New Afghan Taliban chief keeps hope alive for Pakistan-brokered — News analysis
Manan said: “We have not declared allegiance to anyone and will never do it because of the differences over the new leader”.
“Jalaluddin Haqqani is dead”.
The statement quoted Jalaluddin Haqqani, the head of the Haqqani Network, a Pakistan-based outfit blamed for scores of complex attacks on U.S. and North Atlantic Treaty Organisation forces in Afghanistan, as calling for unity. The biggest question haunting the strategists is whether the movement would survive as a cohesive force, or splinter out around at least half a dozen second tier leaders vying for power. Third, Mansoor was well aware that he had been accused over the years of cliquishness and that, therefore, he had to give his leadership team a broader base than some of his previous appointments. The next round of talks about a possible cease-fire was postponed at the request of the Taliban, the Pakistan Foreign Ministry said.
“The enemy with their talk of peace is trying by this propaganda to weaken the jihad”, a voice introduced as Akhtar Mohammad Mansour said in a speech on the Taliban Web site on Saturday. Haqqani’s son Sirajuddin was named Mullah Mansoor’s deputy after his promotion. Abdul Qayum Zakir leads one group. The second group is gravitated around Muhammad Rasool, who was very close to Omar and served as the Nimroz province governor during the Taliban regime.
Meanwhile, efforts by the Afghan government to start peace talks with the insurgency did nothing to allay rising tensions within the movement. Eventually, Mullah Omar’s eldest son Yaqoob may also choose to lead his own group.
Mullah Omar has long been a mysterious and iconic figure throughout the region, evading capture or assassination when many other Taliban and al-Qaeda leaders have fallen. However, while serving as acting chief, Mansoor has been facing opposition because of his decisions.
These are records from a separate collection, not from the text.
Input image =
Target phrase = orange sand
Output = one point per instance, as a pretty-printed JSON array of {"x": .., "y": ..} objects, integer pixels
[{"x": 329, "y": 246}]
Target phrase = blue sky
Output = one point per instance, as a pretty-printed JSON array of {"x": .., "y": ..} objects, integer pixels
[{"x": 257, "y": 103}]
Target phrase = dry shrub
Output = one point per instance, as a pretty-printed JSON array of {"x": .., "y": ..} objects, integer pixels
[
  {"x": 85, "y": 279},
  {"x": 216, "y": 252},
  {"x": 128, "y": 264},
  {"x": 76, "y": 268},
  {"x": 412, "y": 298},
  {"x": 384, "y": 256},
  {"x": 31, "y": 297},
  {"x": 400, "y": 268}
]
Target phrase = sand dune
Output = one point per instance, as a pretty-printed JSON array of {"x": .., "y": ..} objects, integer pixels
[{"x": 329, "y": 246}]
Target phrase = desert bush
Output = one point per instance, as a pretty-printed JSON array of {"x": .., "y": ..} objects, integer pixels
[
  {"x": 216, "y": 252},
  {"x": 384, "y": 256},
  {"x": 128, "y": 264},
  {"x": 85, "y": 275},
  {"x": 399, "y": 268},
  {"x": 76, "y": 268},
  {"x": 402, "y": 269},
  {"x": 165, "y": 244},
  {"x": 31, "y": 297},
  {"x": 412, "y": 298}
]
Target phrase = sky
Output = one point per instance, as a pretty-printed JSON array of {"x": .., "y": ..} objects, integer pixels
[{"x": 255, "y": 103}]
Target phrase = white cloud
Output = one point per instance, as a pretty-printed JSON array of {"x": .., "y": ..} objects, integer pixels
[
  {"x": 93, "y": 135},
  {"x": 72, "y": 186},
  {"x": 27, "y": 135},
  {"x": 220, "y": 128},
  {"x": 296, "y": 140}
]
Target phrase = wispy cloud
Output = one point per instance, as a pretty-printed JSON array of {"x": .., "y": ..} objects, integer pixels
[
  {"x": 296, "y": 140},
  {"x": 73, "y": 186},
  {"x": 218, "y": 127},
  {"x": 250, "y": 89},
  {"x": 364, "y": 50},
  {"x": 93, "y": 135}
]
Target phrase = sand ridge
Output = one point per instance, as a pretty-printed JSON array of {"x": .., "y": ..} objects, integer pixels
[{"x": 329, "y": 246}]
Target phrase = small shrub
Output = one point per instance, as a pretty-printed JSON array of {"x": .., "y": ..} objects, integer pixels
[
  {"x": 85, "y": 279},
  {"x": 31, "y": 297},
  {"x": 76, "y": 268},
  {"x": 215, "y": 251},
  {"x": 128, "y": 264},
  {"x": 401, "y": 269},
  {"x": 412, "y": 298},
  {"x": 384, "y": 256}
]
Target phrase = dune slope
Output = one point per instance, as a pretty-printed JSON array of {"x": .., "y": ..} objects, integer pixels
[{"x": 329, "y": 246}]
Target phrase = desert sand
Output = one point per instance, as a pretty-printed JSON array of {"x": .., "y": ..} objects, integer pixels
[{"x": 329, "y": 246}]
Divisions within the core Taliban leadership are widening over the process by which Mansoor was elected. A statement did not say where, when or how he died. Mansour, Omar’s deputy, was elected successor. But now, the Taliban have an incentive to talk that didn’t exist before the rise of Islamic State.
Mojda said that most Taliban members understood the need to hide Omar’s death for the sake of their cause and did not hold it against Mansour or his backers in the Taliban national council, but sources in Pakistan said the rank and file Taliban, especially those in the battlefield, had been increasingly concerned and suspicious about his prolonged absence. The first round in Murree didn’t include the representatives from the Qatar office.
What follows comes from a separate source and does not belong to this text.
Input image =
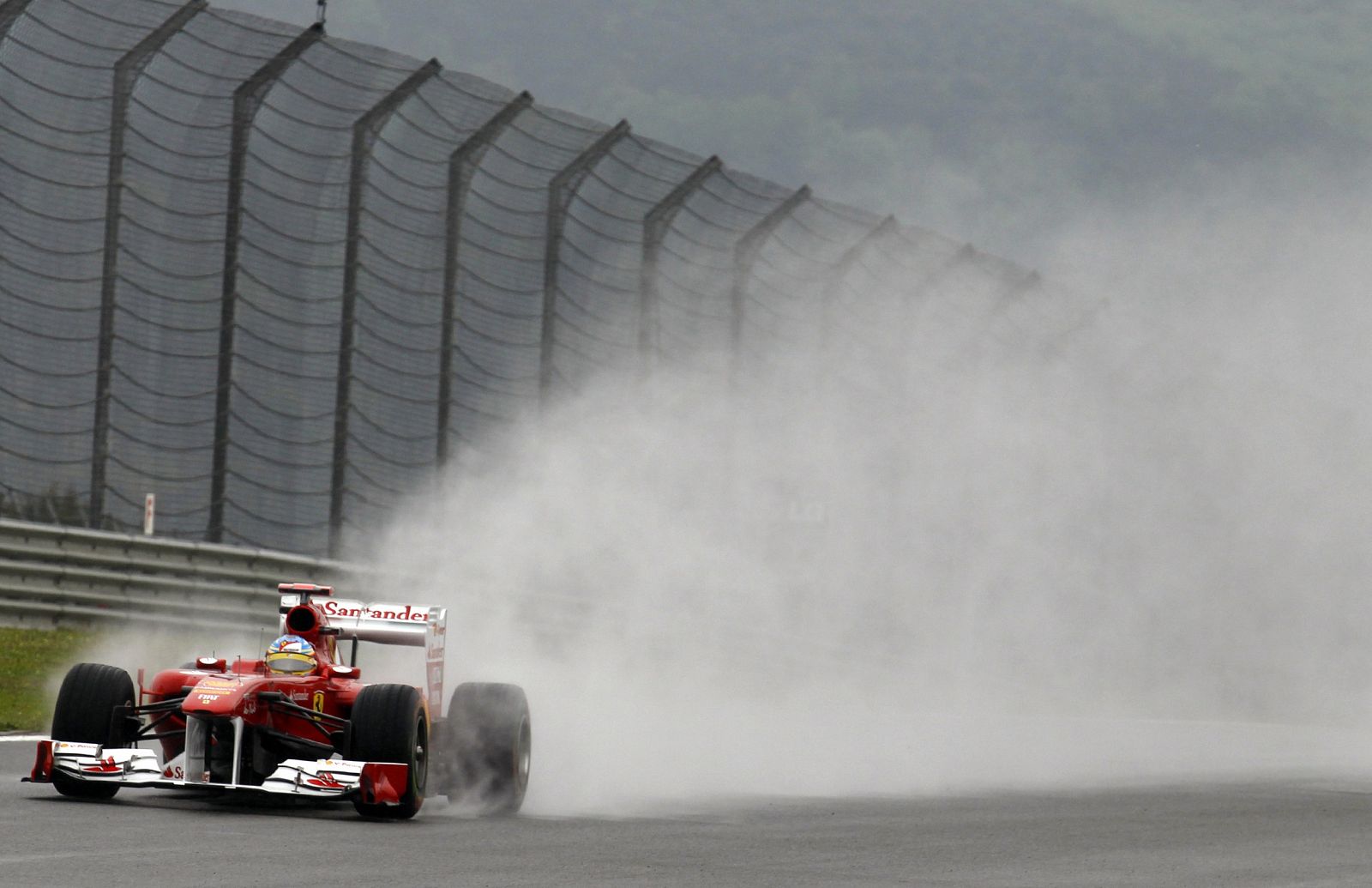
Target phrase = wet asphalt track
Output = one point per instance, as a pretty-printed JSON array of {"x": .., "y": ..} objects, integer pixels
[{"x": 1255, "y": 835}]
The comments were made as Afghanistan President Ashraf Ghani’s administration had said face-to-face talks with Taliban members in Pakistan in early July ended with optimism. “He told his people not to listen to Mansour, and that the Amir is dead”, a senior Afghan official said. It was the entity that least wants the peace process to be sabotaged – the Afghan government – that broke the news. His death was confirmed by the Taliban on Thursday.
Why would the Afghan government make this announcement now? “No matter who is in charge of the Taliban in Afghanistan, they will have no choice but to have a good relationship with the Pakistani state”.
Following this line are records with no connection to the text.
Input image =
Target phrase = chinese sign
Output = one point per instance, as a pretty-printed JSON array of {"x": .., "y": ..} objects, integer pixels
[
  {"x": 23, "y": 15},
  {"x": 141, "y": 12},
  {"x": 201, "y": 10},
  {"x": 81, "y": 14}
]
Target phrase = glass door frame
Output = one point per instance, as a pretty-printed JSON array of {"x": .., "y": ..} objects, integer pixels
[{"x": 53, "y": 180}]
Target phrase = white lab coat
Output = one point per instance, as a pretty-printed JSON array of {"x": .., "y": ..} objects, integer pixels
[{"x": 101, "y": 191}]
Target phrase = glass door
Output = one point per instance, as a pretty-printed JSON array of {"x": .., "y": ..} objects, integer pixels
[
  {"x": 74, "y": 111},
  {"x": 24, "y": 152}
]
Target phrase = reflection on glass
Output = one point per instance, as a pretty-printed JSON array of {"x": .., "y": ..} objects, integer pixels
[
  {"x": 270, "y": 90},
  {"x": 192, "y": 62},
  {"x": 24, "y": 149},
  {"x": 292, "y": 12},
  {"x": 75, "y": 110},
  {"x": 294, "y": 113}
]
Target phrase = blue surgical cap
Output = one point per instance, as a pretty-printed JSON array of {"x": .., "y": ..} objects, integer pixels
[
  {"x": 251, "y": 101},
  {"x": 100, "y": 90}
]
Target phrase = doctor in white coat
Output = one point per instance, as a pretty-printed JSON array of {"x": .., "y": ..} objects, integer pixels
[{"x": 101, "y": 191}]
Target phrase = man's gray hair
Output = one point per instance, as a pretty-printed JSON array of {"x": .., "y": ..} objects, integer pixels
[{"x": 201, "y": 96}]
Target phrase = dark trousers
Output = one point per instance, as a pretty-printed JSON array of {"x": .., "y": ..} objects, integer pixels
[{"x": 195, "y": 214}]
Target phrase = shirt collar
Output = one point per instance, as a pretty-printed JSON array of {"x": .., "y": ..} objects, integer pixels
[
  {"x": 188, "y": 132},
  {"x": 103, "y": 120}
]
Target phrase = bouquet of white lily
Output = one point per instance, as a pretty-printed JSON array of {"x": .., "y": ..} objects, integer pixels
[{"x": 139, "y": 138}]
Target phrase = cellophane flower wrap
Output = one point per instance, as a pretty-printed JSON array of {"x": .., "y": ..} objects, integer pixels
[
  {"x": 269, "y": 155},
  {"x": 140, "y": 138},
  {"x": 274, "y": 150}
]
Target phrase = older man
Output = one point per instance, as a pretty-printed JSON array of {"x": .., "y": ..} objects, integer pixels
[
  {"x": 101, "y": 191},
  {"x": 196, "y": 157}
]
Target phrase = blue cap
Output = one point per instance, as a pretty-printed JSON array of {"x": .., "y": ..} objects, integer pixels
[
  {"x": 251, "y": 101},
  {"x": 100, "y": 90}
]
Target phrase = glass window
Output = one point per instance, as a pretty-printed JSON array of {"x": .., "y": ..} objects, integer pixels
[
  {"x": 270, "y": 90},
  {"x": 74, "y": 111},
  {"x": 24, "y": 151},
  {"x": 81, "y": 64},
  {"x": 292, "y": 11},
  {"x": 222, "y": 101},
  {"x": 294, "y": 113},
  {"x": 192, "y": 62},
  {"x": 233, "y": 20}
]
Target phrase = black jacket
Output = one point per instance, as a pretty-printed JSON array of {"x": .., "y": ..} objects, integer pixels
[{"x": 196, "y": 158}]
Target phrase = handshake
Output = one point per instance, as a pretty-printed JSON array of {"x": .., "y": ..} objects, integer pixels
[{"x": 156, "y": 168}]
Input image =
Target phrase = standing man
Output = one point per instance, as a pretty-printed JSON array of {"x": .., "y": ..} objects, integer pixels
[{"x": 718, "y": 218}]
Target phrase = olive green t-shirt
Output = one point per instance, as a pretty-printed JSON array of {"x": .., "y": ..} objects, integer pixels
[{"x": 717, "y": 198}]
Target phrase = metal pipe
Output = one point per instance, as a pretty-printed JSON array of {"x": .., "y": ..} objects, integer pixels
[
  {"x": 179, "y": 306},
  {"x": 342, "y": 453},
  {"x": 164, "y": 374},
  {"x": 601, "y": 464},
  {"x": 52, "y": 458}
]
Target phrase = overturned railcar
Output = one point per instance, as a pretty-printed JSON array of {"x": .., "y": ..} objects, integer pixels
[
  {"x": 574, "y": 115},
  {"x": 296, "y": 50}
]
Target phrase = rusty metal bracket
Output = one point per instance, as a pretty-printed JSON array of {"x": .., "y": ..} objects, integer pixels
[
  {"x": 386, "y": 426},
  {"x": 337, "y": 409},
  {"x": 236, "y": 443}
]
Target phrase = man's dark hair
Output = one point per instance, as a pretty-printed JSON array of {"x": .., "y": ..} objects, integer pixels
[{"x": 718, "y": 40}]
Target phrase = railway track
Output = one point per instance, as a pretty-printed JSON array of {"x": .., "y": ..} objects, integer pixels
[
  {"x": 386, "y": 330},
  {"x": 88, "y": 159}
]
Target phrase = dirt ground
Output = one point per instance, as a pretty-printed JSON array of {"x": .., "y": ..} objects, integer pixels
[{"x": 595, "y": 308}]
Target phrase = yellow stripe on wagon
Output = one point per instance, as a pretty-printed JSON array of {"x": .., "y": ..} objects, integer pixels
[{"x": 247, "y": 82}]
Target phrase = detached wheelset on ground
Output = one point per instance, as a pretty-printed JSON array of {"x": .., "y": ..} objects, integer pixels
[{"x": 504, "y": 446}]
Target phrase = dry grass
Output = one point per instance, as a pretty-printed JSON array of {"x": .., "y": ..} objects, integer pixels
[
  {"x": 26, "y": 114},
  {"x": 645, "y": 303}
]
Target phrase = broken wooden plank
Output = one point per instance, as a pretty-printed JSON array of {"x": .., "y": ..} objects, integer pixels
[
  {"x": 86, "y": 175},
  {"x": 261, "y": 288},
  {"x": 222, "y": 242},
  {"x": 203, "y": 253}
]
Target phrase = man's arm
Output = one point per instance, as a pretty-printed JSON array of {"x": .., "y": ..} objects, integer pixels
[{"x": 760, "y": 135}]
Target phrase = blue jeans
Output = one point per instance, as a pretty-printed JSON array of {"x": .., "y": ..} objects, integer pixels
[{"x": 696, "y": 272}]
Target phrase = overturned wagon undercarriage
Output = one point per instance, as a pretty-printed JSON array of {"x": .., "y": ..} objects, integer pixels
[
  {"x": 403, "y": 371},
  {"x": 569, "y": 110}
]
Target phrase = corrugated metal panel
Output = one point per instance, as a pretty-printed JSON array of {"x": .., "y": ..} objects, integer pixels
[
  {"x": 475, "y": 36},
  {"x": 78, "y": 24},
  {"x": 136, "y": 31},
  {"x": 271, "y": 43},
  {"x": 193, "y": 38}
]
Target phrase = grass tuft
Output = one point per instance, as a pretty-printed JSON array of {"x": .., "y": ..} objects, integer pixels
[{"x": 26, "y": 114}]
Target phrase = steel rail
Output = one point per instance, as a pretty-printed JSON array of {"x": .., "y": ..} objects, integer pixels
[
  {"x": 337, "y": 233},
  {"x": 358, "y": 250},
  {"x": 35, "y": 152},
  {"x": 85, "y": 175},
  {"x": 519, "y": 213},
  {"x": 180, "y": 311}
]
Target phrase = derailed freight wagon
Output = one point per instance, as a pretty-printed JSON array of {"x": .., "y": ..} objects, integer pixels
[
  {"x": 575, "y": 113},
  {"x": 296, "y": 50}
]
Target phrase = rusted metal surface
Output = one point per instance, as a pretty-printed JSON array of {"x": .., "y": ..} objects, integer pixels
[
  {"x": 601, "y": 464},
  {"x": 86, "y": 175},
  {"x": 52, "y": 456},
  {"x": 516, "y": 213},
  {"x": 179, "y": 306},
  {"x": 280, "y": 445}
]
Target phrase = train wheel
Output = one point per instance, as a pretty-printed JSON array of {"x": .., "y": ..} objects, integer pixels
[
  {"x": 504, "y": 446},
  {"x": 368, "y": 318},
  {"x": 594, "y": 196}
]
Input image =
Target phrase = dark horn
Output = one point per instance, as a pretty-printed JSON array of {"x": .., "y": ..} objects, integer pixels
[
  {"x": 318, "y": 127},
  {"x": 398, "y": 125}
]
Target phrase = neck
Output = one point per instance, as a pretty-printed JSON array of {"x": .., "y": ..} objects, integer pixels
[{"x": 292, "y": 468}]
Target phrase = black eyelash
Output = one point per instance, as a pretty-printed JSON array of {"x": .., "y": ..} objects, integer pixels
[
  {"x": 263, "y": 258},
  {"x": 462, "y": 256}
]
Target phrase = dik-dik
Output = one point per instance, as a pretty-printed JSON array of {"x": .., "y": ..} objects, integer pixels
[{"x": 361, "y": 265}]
Omar’s fate had been unknown until last week, when the Afghan government announced that he had died more than two years ago in a Pakistani hospital. “This is all our responsibility to carry on jihad until we establish the Islamic state”.
However, even assuming the possibility that a Pakistani spoiler – or any spoiler – presented this information to the Afghan government, Kabul would presumably have sat on it and not rushed to reveal it at such a delicate moment in the peace process.
Both Nawaz and Walding agree that the Taliban needs structure.
And to the surprise of everyone, the majority of moderate Taliban appear unwilling to do the peace dance.